To: Douglas Nordgren who wrote (2571)1/21/2001 12:40:30 AM
From: Gus  Respond to of 4808
 
The most notable feature of Hitachi's Lightning that was already known by most of its competitors before it was even officially introduced last year is the proprietary internal crossbar switch that provides it with 6.4 Ghz of internal bandwidth. This technique comes right out of the EMC pre-Infiniband playbook.

In the 90s, EMC demonstrated that by rapidly increasing the intelligence inside the box -- ICDA (1990) plus Mosaic2000 (1995) equals Enguinity OS (2000) -- storage processing can be independently established at parity with data processing and in the process gradually become the more strategic procurement decision than data processing. Before EMC came along, storage was always considered to be peripheral to the processor.

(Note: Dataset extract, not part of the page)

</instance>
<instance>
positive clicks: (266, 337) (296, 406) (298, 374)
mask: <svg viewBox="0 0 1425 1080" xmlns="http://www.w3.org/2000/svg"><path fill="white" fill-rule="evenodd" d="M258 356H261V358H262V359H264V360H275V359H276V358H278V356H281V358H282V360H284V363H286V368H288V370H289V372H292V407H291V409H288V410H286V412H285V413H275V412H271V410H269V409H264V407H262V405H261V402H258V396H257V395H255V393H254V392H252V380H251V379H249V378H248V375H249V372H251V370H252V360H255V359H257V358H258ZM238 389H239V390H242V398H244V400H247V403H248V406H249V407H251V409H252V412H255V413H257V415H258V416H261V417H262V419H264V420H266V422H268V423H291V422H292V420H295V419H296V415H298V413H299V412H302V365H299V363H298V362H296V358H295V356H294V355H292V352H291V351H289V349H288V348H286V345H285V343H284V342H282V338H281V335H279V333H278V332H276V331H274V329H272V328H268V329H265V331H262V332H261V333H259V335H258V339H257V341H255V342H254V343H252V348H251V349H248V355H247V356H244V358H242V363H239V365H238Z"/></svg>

EMC accomplished this by rapidly increasing the bandwith of the backplanes and scaling the controller technology along with it. These proven techniques allowed them to develop very quickly a software business that grew from $25M in 1995 to about $1.4B last year. If I'm not mistaken, they have doubled the the bandwidth inside Symmetrix each year for the last 3 years and will probably do so again this year. Emulex hinted that the DragonFly target chip was qualified for a new Symmetrix program that does NOT displace an existing vendor. Obviously, this type of rapid-fire product development requires a fault tolerant hardware platform that can support the rapid increases in processing power otherwise who would pay top dollar for a box with impressive specs that reboots more frequently as features are added.

For reference, EMC's latest Symmetrix employs multiple backplanes to produce 1.6 Ghz of internal bandwidth and a highly scalable PowerPC-based controller technology that runs the Enguinity Operating System inside the Symmetrix. Enguinity currently consists of about 2.2 million lines of code that enable Symmetrix to perform 144 parallel operations concurrently. That high-performance reservoir provides the juice for a software business that probably booked about $1.4 billion in revenues last year with about 8 software products providing 80% of revenues. EMC has also opened the APIs (application programming interfaces) of Enguinity to independent software developers and xSPs who are rapidly buidling a broad suite of software products that exploit the intelligence inside the box (Symmetrix) as a prelude to exploiting the intelligence outside the box (ESN).

A particularly useful piece of info in that MR interview is his sense of proportion of how the data deluge from the CRM and supply chain deployments of the last few years will start to occur this year. There is an accompanying wave of heavily ROI-oriented data analytic deployments that typically follow those application-driven data deluge that will benefit immensely from the SAN architecture. Not surprisingly, the major server vendors all have major high-end server rollouts underway targeting this series of waves.

Hitachi certainly has a very competitive box, and some heavyweight partners (HWP, Veritas, Computer Sciences) but Hitachi still has to prove that it can scale and navigate this promising platform outside its traditional mainframe customer base at a time when more storage networks are being deployed and the advent of Infiniband -- a switched fabric open standard which initially proposes to replace the PCI-bus in servers and eventually became the standard I/O technology for servers and storage -- promises to escalate the product development wars to yet another level.